Use a pre-trained bigram P for LF-MMI training #222

csukuangfj · 2021-06-29T11:20:14Z

Will post the result (the WER, probably tomorrow) when it is available.

Here is the information about the size of P when the number of phones is 86.

	current P	pre-trained P	pre-trained P after epsilon removal
num_states	88	74	74
num_arcs	7568	3634	7209

If we are going to use word pieces with vocab_size 5000, hope that P is not going to increase its size quadratically.
Will show the size of P for word pieces soon.

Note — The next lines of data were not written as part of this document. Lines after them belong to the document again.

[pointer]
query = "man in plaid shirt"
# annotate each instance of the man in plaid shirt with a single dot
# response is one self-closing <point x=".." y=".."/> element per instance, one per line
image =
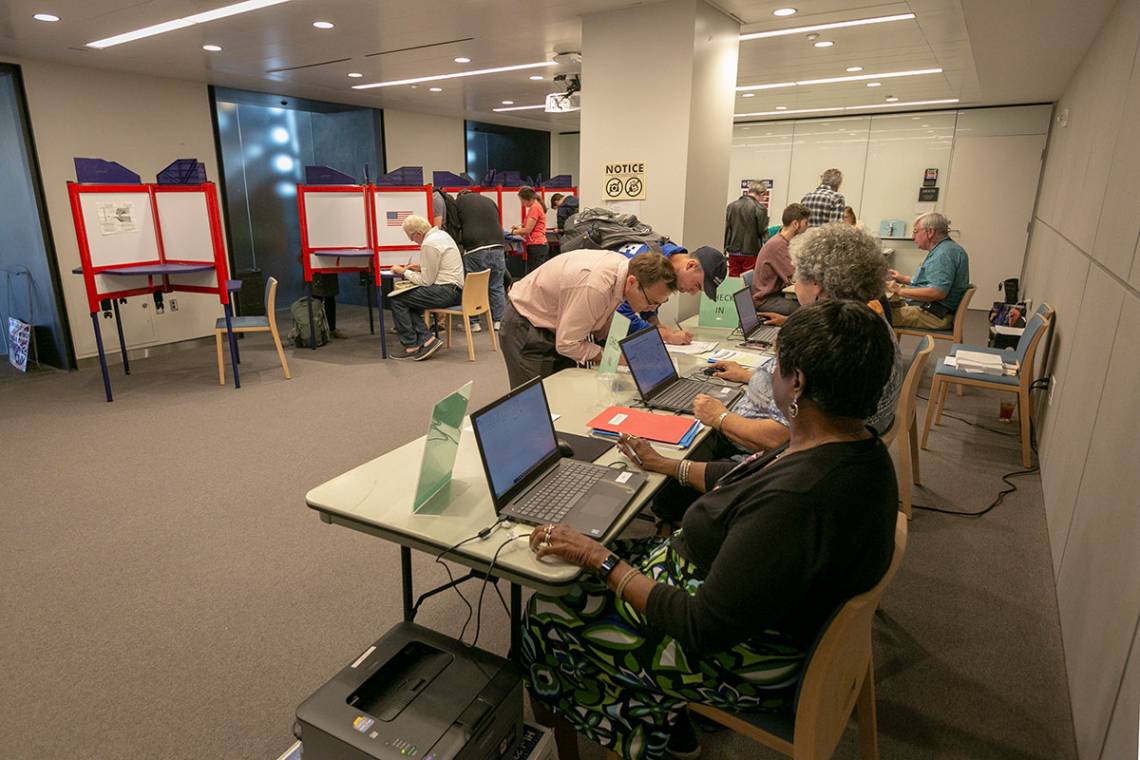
<point x="825" y="202"/>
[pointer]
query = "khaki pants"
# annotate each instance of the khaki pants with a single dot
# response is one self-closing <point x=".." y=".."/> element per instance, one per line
<point x="904" y="315"/>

csukuangfj · 2021-06-30T05:43:46Z

Here are the WERs
(100 hours data with 10 epochs)

test-clean	test-other

Results from #212 (comment)

Results with this pull request are a little worse than that of #212

Results from #218 (comment)

#218 is the latest run that I have. The experiment environments between #218 and this pull request are similar and comparable. Compared with #218, it shows pre-trained P has a lower WER on both test-clean (5.74 vs 5.83) and test-other (15.00 vs 15.64).

danpovey · 2021-06-30T06:01:05Z

That's interesting!
To make the graphs smaller we can consider using count cutoffs (min-counts) to take away low-count n-grams.
I'm kind of confused why there is so much difference; I would have expected the two would be very similar because
how we train the graphs is very similar to ML. But could be due to the ARPA having smoothing, or due to differences
RE silence.

csukuangfj · 2021-06-30T06:31:39Z

egs/librispeech/asr/simple_v1/local/make_kn_lm.py

@@ -0,0 +1,377 @@
+#!/usr/bin/env python3
+
+# Copyright 2016  Johns Hopkins University (Author: Daniel Povey)

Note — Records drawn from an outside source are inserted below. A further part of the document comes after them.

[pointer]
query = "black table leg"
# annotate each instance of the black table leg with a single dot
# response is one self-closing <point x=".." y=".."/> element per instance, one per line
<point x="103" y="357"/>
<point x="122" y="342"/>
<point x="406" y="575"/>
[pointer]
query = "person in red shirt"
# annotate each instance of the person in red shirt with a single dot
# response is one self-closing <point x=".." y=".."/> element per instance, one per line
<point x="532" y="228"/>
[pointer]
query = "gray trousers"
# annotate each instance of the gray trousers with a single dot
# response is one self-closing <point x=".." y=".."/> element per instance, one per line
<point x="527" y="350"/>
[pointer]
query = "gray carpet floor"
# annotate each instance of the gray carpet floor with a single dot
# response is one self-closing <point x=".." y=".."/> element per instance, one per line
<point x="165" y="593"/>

This file is a verbatim-copy of https://github.com/kaldi-asr/kaldi/blob/master/egs/wsj/s5/utils/lang/make_kn_lm.py

danpovey · 2021-06-30T07:03:30Z

I'm OK to merge this as-is.

…

On Wed, Jun 30, 2021 at 2:31 PM Fangjun Kuang ***@***.***> wrote: ***@***.**** commented on this pull request. ------------------------------ In egs/librispeech/asr/simple_v1/local/make_kn_lm.py <#222 (comment)>: > @@ -0,0 +1,377 @@ +#!/usr/bin/env python3 + +# Copyright 2016 Johns Hopkins University (Author: Daniel Povey) This file is a verbatim-copy of https://github.com/kaldi-asr/kaldi/blob/master/egs/wsj/s5/utils/lang/make_kn_lm.py — You are receiving this because you commented. Reply to this email directly, view it on GitHub <#222 (review)>, or unsubscribe <https://github.com/notifications/unsubscribe-auth/AAZFLO6FJ36RWTXDHYRPJWTTVK25NANCNFSM47P4QUAA> .

csukuangfj · 2021-06-30T07:17:01Z

I'm OK to merge this as-is.

I have removed the code supporting training P on-the-fly in this pull-request.
Shall I add an option to let the user choose which kinds of P to use (This will make the code complicated.)

danpovey · 2021-06-30T08:09:14Z

Let's keep it simple for now.

…

On Wed, Jun 30, 2021 at 3:17 PM Fangjun Kuang ***@***.***> wrote: I'm OK to merge this as-is. I have removed the code supporting training P on-the-fly in this pull-request. Shall I add an option to let the user choose which kinds of P to use (This will make the code complicated.) — You are receiving this because you commented. Reply to this email directly, view it on GitHub <#222 (comment)>, or unsubscribe <https://github.com/notifications/unsubscribe-auth/AAZFLO4CVJZAW4GNU5UIDDLTVLAHNANCNFSM47P4QUAA> .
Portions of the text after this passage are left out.